Die 13. Auflage von „Meine Wasserkur“ erschien 1890. Kneipp war durch den Verkauf der Bücher inzwischen ein reicher Mann geworden – er wusste es nur noch nicht. Denn über Geld hatte er nie nachgedacht, nie danach gestrebt, welches zu besitzen, für sich persönlich brauchte er auch kaum welches. Seine Zigarren waren sein einziger Luxus, ansonsten trug er sogar jahrzehntelang die gleiche Soutane.

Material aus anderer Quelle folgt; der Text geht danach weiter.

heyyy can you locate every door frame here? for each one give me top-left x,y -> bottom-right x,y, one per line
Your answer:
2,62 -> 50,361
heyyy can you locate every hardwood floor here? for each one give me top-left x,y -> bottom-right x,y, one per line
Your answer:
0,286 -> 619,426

Er war bescheiden aufgewachsen, und blieb es bis zum Schluss.
Unterdessen errichtete Familie Kreuzer schon ein zweites, noch größeres Badehaus, und auch Ludwig Geromiller erbaute eine Badeanstalt. Außerdem erfand Geromiller die erste Gießvorrichtung mit Schlauch. Damit es nicht wieder zu einem Chaos kam wie im Sommer des Vorjahres, setzten die fortschrittlichen Köpfe in Wörishofen durch, dass eine Gemeindekanzlei errichtet wurde. Gegen eine Gebühr von 50 Pfennigen konnte hier jeder, der zur Visite wollte, eine Kurkarte kaufen: Damit war die erste Kurtaxe in Wörishofen eingeführt, was praktisch einer Legitimation des Kurbetriebes gleichkam. Nun gab es kein Zurück mehr. Die in der Gemeindekanzlei geführte Fremdenliste glich gleich seitenweise dem „Gothaer Adelskalender“ und las sich wie das Who-is-Who der internationalen Gesellschaft. Vera, die sprachbegabte Tochter der Familie Waibel, fungierte als Dolmetscherin für die Gäste aus aller Herren Länder. Allmählich stiegen nun auch die Grundstückspreise in Wörishofen, da immer mehr auswärtige Geschäftsleute kamen, die in das rasant wachsende Örtchen investieren wollten.